I find box-used particularly satisfying with its nested
do loops and the j 9 * i + offset computation.
It’s doing the same 3x3 walk we’ve done in every solver, but here the
loop variables i and j come from Forth’s own
loop mechanism, and the whole thing reads almost like pseudocode (albeit
in postfix).
Bit helpers
Since gforth doesn’t give us popcount or trailing-zero-count as primitives, we roll our own, it’s not our first rodeo:
: popcount ( mask -- n )
0 swap 9 0 do dup 1 and rot + swap 1 rshift loop drop ;
: lowest-bit ( mask -- pos )
0 begin over 1 and 0= while 1+ swap 1 rshift swap repeat nip ;
popcount walks through 9 bits, adding each to an
accumulator. lowest-bit shifts until it finds a set bit and
counts how many shifts it took. Neither is clever, but they get the job
done.
MRV selection
The last piece: finding the cell with the fewest candidates for branching.
variable mrv-best
: find-mrv ( -- idx )
10 mrv-best !
-1
81 0 do
i board@ 0= if
i candidates popcount
dup mrv-best @ < if
mrv-best ! drop i
else drop then
then
loop ;
Here we break our “no variables” streak. mrv-best holds
the current best candidate count, and the top of the data stack holds
the current best index (starting at -1 as a marker). For
each empty cell, we compute the popcount and compare. If it’s an
improvement, we update both.
This is one of the few places where a variable felt genuinely more natural than pure stack manipulation. Keeping both the best count and the best index on the stack while also juggling the loop counter and the candidate count probably would have been possible, but the resulting stack acrobatics would have made the code much harder to follow for very little benefit. Even my madness has its limits.
Fin
Forth asks more of you than almost any other language. It requires more mental computation and more discipline. A lot of the language features we’ve used over the last 1.5 seasons are notably absent.

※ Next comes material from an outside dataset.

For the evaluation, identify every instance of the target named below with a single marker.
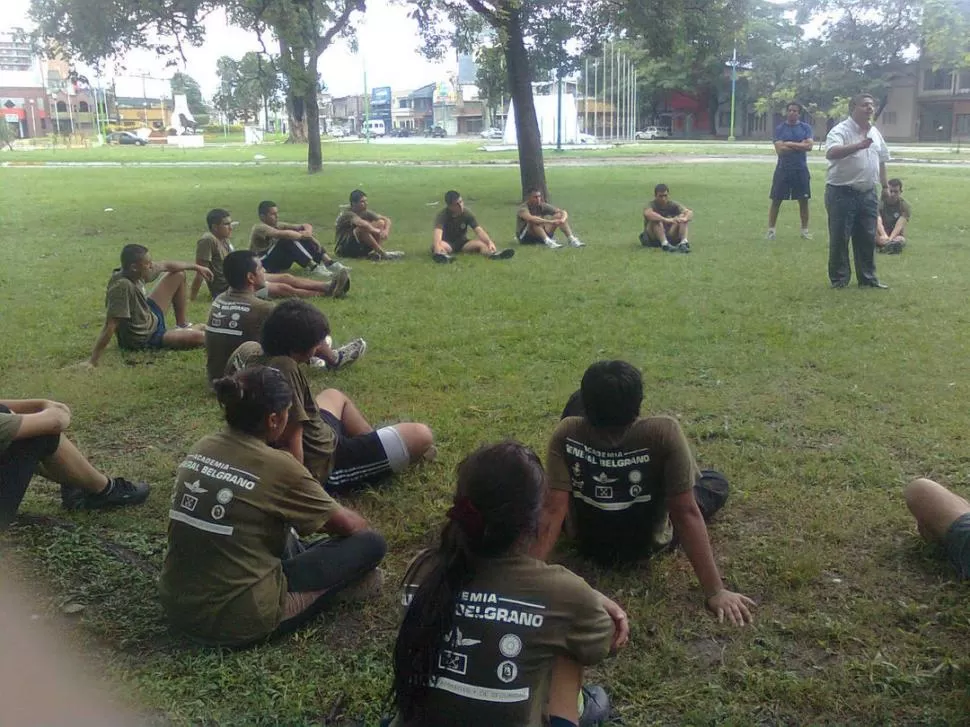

And yet, there is something deeply compelling about it. The
transparency of every word doing exactly what it says, nothing being
hidden, and the entire system fitting in one person’s head without it
being too inscrutable. The way you build up from nothing, defining words
that become the vocabulary for your specific problem. By the end,
solve reads almost like a sentence: propagate, check if
solved, find the best cell, try each candidate, recurse. The fact that
this was built on nothing but a stack and some memory still feels like a
magic trick to me.
Our solver is about 140 lines, on the longer side in terms of raw code, but also the simplest in terms of what the language gives us to work with. No macros, no monads, no constraint solvers, no type inference. And yet we have all that we need.
If you’ve made it this far, thank you for walking through the desert with me. The next stop has considerably more amenities: we’re heading to Smalltalk, a language that is Forth’s philosophical opposite in almost every way. See you there!